Let us take a concrete example of a Baldor Electric Co. dc motor that generates 11,500 rpm with a 1-in.-pitch-diameter pulley. This configuration will produce a linear speed of 36,128 ipm, or 3,011 fpm, or 602 ips. The pulley size, of course, could be changed to vary the speed or torque. However, some applications might need slower motors with a gearbox. It’s a number game; as the speed requirement rises, the load capability drops, and vice versa.

Consider the example of applying this motor in a conveyor or tangential drive system. Further assume the need to spray 1 fl oz of material over an 18 × 14-in. area using a spray tip which produces 0.050 gallons/min or 0.1067 fl-oz/sec at 40 psi.

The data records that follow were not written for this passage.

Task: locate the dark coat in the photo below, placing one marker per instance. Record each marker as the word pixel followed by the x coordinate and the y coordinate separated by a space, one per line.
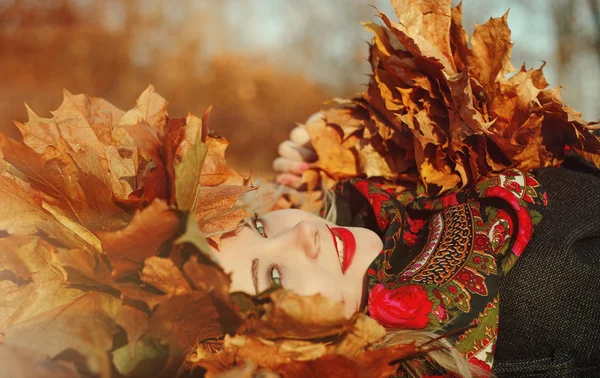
pixel 550 301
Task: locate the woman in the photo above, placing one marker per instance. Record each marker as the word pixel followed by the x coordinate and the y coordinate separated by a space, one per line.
pixel 426 264
pixel 436 263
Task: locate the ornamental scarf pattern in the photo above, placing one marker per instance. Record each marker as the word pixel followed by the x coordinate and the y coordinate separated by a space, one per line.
pixel 443 256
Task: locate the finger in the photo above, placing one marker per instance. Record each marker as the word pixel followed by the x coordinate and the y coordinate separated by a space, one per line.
pixel 290 150
pixel 286 165
pixel 289 179
pixel 300 136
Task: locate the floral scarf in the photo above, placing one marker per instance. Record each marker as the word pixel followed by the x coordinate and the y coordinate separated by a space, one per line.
pixel 443 256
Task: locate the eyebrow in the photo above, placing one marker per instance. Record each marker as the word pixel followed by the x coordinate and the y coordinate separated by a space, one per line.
pixel 255 274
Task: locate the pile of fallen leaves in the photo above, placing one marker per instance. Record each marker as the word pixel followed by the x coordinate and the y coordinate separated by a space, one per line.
pixel 105 268
pixel 441 113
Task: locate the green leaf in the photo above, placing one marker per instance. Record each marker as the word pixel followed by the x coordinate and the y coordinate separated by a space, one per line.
pixel 148 357
pixel 187 173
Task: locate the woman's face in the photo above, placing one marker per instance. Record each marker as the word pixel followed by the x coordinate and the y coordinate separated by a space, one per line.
pixel 301 252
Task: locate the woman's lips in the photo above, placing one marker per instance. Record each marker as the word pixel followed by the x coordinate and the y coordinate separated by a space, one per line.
pixel 349 245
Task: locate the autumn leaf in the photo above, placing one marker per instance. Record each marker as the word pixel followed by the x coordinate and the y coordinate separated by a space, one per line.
pixel 128 248
pixel 163 274
pixel 151 108
pixel 181 322
pixel 187 173
pixel 24 363
pixel 85 324
pixel 295 316
pixel 215 208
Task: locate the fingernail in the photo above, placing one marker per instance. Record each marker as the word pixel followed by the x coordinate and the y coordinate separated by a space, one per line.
pixel 304 166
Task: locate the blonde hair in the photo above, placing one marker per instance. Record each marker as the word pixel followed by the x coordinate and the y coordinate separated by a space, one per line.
pixel 440 351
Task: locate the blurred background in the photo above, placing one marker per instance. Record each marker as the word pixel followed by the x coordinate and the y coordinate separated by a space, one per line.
pixel 263 64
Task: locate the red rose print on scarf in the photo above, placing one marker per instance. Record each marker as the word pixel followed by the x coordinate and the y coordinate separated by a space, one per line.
pixel 375 198
pixel 525 226
pixel 485 370
pixel 404 307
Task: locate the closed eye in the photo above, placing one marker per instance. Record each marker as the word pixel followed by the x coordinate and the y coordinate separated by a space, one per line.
pixel 259 226
pixel 274 275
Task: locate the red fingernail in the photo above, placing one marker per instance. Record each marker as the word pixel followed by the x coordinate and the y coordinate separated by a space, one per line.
pixel 304 166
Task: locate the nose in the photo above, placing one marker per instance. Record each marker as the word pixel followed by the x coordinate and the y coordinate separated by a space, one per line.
pixel 306 235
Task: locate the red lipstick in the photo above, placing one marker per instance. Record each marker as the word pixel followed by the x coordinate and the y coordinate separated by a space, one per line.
pixel 349 245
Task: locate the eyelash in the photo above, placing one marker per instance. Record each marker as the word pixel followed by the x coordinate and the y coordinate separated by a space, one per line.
pixel 274 268
pixel 260 229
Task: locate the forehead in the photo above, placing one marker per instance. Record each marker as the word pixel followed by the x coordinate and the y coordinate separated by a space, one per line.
pixel 291 217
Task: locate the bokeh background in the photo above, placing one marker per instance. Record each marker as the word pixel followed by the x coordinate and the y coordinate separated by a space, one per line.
pixel 264 64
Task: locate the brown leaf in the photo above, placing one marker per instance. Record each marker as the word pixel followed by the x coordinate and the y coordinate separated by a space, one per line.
pixel 56 175
pixel 295 316
pixel 209 278
pixel 426 26
pixel 490 56
pixel 151 108
pixel 135 322
pixel 215 170
pixel 215 210
pixel 163 274
pixel 187 173
pixel 29 257
pixel 86 324
pixel 22 212
pixel 182 321
pixel 338 161
pixel 24 363
pixel 142 238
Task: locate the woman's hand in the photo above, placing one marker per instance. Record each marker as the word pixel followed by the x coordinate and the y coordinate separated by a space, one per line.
pixel 295 155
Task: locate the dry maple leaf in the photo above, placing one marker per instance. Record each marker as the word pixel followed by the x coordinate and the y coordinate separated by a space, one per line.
pixel 127 249
pixel 89 199
pixel 446 114
pixel 20 363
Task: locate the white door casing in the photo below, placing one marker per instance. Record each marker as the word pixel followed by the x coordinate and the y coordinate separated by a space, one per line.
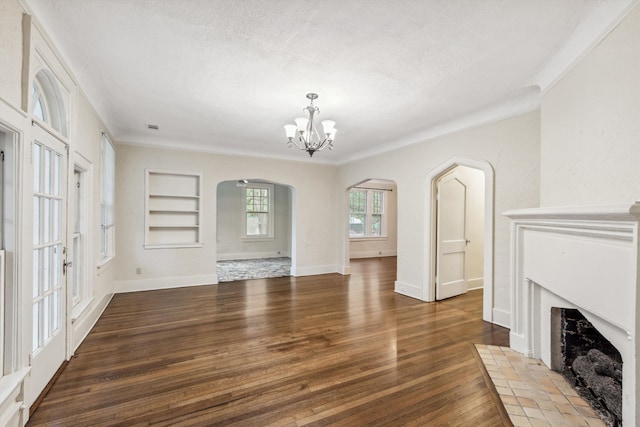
pixel 451 236
pixel 49 319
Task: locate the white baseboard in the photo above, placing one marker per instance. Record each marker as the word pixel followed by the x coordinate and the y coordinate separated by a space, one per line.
pixel 516 342
pixel 314 270
pixel 477 283
pixel 87 320
pixel 345 270
pixel 408 290
pixel 124 286
pixel 372 254
pixel 502 318
pixel 252 255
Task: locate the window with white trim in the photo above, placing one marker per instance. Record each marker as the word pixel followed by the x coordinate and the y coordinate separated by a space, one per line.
pixel 108 184
pixel 367 213
pixel 258 211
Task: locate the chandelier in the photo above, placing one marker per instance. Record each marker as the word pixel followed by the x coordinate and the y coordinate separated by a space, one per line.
pixel 304 134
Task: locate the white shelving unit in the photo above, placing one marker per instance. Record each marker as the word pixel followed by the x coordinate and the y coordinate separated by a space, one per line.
pixel 173 209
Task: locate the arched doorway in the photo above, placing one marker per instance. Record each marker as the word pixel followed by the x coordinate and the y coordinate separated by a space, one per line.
pixel 431 230
pixel 254 230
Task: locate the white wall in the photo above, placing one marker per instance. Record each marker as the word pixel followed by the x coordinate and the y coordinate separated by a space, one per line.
pixel 511 146
pixel 591 125
pixel 383 246
pixel 230 214
pixel 83 140
pixel 316 218
pixel 11 48
pixel 474 254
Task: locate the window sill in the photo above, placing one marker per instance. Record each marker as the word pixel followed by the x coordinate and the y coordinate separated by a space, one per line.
pixel 368 239
pixel 257 239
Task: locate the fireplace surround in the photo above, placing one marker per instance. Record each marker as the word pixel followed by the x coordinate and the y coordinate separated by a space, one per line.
pixel 578 258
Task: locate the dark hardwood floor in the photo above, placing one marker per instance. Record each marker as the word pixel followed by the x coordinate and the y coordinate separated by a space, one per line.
pixel 317 350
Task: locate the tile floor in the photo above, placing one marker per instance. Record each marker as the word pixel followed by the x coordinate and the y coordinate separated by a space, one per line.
pixel 246 269
pixel 532 394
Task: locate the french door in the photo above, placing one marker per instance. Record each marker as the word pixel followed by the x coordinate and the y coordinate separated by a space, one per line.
pixel 48 347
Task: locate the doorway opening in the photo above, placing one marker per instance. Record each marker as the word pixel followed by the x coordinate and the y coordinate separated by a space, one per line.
pixel 255 230
pixel 459 239
pixel 459 231
pixel 372 220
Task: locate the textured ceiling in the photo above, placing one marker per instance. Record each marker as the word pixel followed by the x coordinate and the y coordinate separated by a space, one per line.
pixel 226 75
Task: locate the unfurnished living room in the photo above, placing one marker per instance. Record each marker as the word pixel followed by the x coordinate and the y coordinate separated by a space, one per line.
pixel 341 212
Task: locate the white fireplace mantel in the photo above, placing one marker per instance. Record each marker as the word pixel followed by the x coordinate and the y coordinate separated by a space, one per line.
pixel 585 258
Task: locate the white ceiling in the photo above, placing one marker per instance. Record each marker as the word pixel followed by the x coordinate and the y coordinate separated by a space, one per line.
pixel 226 75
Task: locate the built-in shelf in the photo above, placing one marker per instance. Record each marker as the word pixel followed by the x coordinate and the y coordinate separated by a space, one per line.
pixel 173 209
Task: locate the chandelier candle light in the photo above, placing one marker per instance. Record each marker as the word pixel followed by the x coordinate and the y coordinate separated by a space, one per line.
pixel 308 138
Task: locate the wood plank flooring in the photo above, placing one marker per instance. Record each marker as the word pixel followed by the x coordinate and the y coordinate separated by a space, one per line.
pixel 319 350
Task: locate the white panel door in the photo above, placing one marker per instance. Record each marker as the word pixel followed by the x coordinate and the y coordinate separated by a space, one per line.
pixel 48 345
pixel 451 240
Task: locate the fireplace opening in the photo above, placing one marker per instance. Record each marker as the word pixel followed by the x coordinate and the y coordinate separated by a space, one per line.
pixel 588 361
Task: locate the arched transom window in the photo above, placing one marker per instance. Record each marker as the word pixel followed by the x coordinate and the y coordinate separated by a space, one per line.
pixel 47 103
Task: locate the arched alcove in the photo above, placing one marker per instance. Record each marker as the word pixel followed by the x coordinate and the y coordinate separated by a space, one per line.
pixel 255 229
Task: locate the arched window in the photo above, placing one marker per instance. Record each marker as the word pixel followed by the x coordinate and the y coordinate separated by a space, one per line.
pixel 47 103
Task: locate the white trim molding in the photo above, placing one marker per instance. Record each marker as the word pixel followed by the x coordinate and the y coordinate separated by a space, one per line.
pixel 407 289
pixel 124 286
pixel 584 258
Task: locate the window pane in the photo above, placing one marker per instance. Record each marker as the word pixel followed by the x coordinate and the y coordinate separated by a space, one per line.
pixel 46 317
pixel 56 310
pixel 56 219
pixel 36 327
pixel 46 217
pixel 358 201
pixel 47 171
pixel 376 225
pixel 376 202
pixel 46 270
pixel 55 184
pixel 36 272
pixel 55 267
pixel 36 220
pixel 37 149
pixel 357 225
pixel 76 265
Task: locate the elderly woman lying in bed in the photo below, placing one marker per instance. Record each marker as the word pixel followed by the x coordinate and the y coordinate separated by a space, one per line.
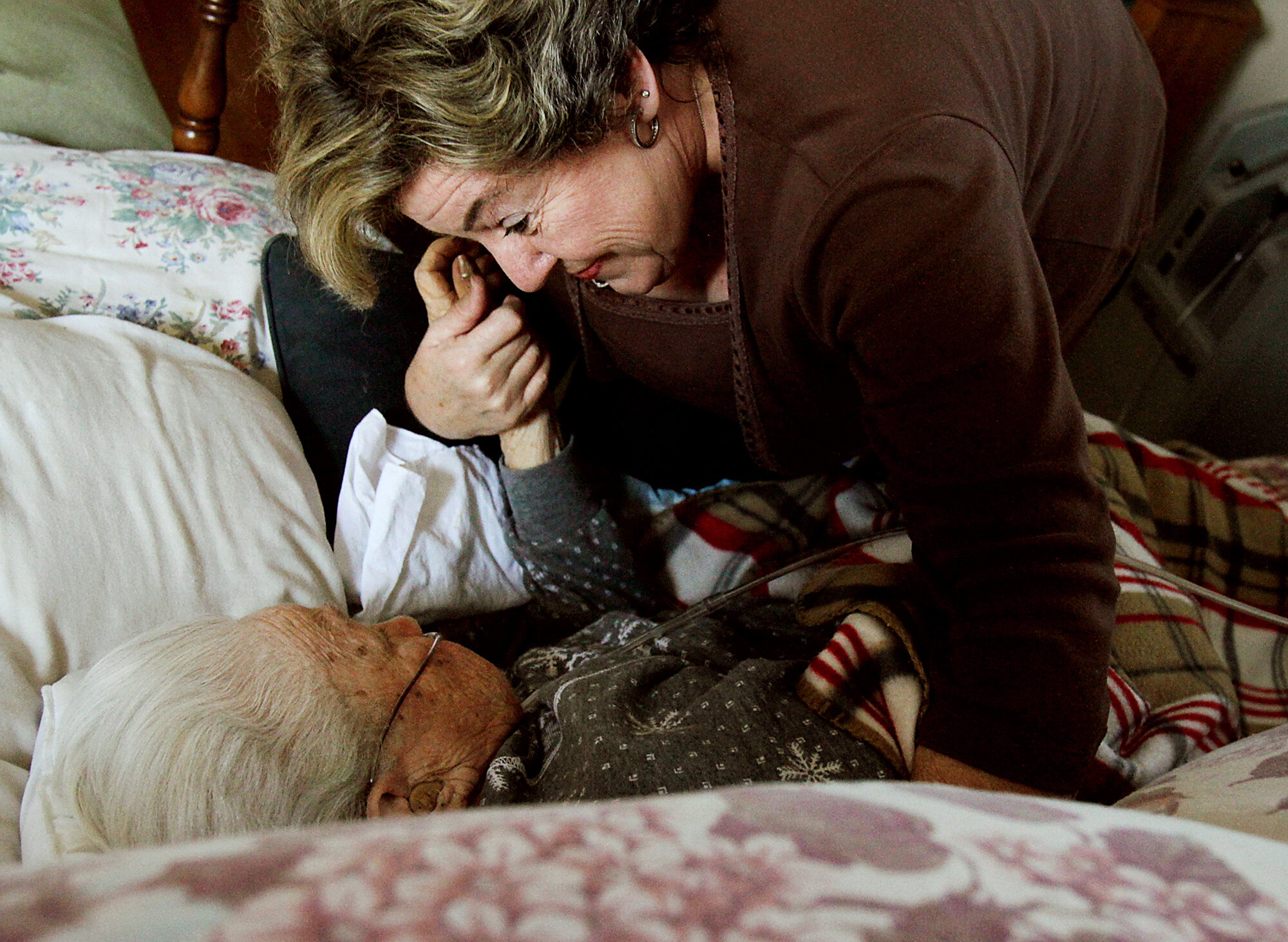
pixel 297 716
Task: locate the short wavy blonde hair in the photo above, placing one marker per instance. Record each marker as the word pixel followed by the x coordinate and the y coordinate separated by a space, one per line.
pixel 374 91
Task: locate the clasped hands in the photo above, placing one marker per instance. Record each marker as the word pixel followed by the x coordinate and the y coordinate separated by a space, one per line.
pixel 478 370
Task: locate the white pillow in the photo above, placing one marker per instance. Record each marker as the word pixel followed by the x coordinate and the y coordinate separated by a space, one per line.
pixel 50 827
pixel 172 242
pixel 144 481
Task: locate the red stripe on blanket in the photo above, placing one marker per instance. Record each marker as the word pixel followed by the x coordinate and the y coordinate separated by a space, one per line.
pixel 1264 695
pixel 1182 468
pixel 828 673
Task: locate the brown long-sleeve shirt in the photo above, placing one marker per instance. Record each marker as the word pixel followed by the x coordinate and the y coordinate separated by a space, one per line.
pixel 919 195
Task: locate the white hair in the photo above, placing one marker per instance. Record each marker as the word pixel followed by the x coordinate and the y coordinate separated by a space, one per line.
pixel 212 727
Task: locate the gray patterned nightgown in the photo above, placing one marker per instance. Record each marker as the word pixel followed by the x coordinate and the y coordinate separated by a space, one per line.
pixel 710 704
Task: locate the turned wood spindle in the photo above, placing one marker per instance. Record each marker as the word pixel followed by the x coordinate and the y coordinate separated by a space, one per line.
pixel 205 82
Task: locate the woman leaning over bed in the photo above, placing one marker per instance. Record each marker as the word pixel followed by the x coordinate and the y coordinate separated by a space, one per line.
pixel 852 229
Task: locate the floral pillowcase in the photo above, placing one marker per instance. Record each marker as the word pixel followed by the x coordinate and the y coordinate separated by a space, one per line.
pixel 171 242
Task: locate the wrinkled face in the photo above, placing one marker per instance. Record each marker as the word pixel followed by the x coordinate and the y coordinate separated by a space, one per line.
pixel 454 720
pixel 616 215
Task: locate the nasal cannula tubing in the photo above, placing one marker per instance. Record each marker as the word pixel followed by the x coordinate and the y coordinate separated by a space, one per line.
pixel 717 602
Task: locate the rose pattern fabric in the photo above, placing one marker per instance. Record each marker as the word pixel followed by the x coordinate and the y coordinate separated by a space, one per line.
pixel 1244 787
pixel 166 240
pixel 858 861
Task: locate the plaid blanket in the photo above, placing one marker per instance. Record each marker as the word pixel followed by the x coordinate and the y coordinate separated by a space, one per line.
pixel 1187 675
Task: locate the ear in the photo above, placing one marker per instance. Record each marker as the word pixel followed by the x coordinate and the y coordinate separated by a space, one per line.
pixel 390 796
pixel 641 78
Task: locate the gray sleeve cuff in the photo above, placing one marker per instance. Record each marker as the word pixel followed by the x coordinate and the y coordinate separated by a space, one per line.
pixel 551 501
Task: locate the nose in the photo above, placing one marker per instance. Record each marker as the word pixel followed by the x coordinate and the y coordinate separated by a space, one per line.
pixel 524 265
pixel 402 627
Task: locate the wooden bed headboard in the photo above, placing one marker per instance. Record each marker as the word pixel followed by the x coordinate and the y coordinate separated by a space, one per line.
pixel 203 57
pixel 191 48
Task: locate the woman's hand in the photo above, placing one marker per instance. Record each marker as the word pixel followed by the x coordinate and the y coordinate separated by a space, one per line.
pixel 478 370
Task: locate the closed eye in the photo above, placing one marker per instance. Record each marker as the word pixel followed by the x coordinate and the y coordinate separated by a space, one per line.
pixel 517 225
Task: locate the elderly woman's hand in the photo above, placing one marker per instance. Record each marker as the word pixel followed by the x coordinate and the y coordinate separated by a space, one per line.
pixel 478 370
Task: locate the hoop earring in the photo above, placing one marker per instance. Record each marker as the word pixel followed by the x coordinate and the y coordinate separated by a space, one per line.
pixel 636 132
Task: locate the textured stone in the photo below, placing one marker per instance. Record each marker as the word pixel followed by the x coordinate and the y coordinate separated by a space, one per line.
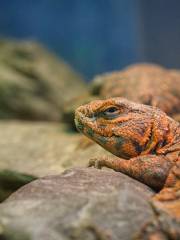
pixel 41 149
pixel 34 84
pixel 80 204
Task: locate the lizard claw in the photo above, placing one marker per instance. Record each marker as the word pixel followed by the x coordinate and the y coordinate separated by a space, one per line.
pixel 94 162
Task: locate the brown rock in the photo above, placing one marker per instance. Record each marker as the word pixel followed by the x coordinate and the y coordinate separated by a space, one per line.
pixel 79 204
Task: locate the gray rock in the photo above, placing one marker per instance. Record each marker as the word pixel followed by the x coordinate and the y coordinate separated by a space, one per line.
pixel 41 149
pixel 35 84
pixel 80 204
pixel 10 181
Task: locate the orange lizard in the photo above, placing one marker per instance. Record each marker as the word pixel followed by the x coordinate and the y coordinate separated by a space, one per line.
pixel 146 145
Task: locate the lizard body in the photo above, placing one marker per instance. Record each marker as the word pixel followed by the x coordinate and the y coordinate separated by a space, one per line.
pixel 146 145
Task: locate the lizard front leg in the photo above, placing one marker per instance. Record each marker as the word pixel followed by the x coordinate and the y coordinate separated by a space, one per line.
pixel 150 169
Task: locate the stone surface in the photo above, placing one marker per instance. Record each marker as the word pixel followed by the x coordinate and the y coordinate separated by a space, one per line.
pixel 41 149
pixel 10 181
pixel 80 204
pixel 34 84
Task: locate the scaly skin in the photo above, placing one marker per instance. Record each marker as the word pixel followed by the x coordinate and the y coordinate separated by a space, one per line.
pixel 148 84
pixel 146 145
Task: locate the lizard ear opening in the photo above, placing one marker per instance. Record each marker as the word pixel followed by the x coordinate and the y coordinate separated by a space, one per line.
pixel 110 112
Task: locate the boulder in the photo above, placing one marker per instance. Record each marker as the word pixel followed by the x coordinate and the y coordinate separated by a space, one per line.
pixel 42 148
pixel 34 83
pixel 80 204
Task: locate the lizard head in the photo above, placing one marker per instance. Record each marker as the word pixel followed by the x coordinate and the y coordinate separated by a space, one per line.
pixel 120 126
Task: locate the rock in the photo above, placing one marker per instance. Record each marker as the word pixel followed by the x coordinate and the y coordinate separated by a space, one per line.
pixel 34 84
pixel 41 149
pixel 10 181
pixel 80 204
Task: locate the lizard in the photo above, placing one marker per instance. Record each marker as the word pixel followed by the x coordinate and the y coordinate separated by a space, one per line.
pixel 145 144
pixel 144 83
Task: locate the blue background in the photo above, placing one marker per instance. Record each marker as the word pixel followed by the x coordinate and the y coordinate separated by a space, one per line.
pixel 95 36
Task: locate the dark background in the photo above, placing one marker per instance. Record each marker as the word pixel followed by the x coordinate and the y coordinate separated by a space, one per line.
pixel 95 36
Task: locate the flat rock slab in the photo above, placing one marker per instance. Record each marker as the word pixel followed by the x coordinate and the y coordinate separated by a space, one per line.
pixel 80 204
pixel 41 149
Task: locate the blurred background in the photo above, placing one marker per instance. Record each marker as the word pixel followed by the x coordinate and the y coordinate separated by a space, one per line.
pixel 97 36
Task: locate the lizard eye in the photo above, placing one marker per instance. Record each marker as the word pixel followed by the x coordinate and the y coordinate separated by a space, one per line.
pixel 111 112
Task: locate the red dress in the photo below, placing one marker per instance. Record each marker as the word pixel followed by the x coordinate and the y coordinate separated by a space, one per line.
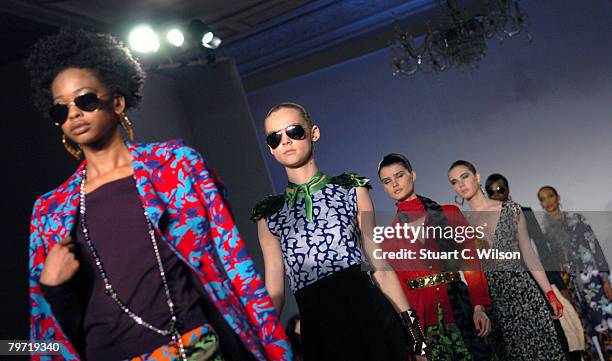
pixel 425 300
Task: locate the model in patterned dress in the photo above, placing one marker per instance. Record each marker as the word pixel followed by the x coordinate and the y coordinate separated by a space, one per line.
pixel 523 328
pixel 318 233
pixel 586 272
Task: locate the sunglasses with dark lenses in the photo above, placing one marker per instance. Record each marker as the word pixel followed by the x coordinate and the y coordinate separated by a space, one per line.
pixel 295 132
pixel 87 102
pixel 498 189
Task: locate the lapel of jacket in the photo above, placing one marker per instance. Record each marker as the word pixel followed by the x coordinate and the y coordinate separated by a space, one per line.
pixel 147 159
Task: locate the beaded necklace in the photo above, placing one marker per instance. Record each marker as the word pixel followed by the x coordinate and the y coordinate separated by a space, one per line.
pixel 173 330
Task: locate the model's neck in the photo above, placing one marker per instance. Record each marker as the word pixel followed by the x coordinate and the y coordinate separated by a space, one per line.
pixel 302 174
pixel 106 156
pixel 409 197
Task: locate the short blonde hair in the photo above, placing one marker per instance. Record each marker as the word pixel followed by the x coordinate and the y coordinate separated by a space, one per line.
pixel 300 109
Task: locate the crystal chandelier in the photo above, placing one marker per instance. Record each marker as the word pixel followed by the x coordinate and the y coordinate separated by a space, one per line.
pixel 458 40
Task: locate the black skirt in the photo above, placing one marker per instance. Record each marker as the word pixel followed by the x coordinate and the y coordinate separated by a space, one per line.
pixel 344 316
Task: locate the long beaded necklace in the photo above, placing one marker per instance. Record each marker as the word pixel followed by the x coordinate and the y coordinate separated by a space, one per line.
pixel 173 330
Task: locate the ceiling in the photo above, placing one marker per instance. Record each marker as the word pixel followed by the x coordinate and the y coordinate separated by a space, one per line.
pixel 287 37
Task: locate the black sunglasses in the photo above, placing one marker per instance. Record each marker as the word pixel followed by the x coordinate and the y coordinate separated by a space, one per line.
pixel 87 102
pixel 498 189
pixel 295 132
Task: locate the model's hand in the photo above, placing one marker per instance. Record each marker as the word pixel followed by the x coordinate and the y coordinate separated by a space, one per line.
pixel 481 321
pixel 608 290
pixel 555 304
pixel 568 294
pixel 60 265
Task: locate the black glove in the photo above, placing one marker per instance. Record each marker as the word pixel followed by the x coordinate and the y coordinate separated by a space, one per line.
pixel 414 334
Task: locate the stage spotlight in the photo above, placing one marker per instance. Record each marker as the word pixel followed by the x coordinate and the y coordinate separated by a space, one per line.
pixel 213 43
pixel 143 39
pixel 202 33
pixel 175 37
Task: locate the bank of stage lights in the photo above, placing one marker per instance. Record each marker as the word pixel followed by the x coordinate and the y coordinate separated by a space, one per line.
pixel 144 39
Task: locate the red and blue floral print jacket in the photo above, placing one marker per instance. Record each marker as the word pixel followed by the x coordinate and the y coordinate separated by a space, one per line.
pixel 173 180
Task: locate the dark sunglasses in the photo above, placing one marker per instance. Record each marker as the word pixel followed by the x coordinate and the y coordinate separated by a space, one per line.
pixel 87 102
pixel 295 132
pixel 498 189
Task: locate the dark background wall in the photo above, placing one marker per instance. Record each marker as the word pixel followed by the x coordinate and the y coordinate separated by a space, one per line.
pixel 537 112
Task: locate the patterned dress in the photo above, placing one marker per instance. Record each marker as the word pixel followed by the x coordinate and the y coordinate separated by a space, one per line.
pixel 521 318
pixel 585 268
pixel 344 316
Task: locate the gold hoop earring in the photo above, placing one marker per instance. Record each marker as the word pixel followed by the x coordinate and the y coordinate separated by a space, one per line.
pixel 127 126
pixel 70 149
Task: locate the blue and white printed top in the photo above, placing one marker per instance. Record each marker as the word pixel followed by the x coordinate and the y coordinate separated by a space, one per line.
pixel 330 243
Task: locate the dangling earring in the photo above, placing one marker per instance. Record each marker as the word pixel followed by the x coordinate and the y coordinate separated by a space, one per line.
pixel 127 126
pixel 73 152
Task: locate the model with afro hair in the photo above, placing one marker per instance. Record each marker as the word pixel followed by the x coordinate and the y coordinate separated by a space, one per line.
pixel 103 54
pixel 130 257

Motor selection starts by first finding the needed speed (or velocity), and torque. Next comes acceleration, determined by establishing the amount of time required for the move and then solving for shaft speed in rpm.

One determines time in this case by dividing the amount of material to be dispersed by the rate of dispersion, or 1 fl-oz/0.1067 fl-oz/sec = 9.372 sec. To determine linear velocity, divide the length of material by elapsed time, or 18 in./9.372 sec = 1.9206 ips.

In many cases, velocity is the operational requirement which dictates the motor size and/or type. Examples include the speed with which you can transfer a part from one location to another, the rate at which you can fill a container or remove material, or a dispersal rate for sprayed fluid.

To find the rotational velocity in rpm corresponding to this linear velocity, we first convert inches/minute to inches/second and then convert to revolutions. In this example the pulley diameter is 1.003 in. That gives 1.9203 ips × 60 sec/min × 1 rev/(1.003 in. × π) = 36.57 rev/min or 0.6 rev/sec.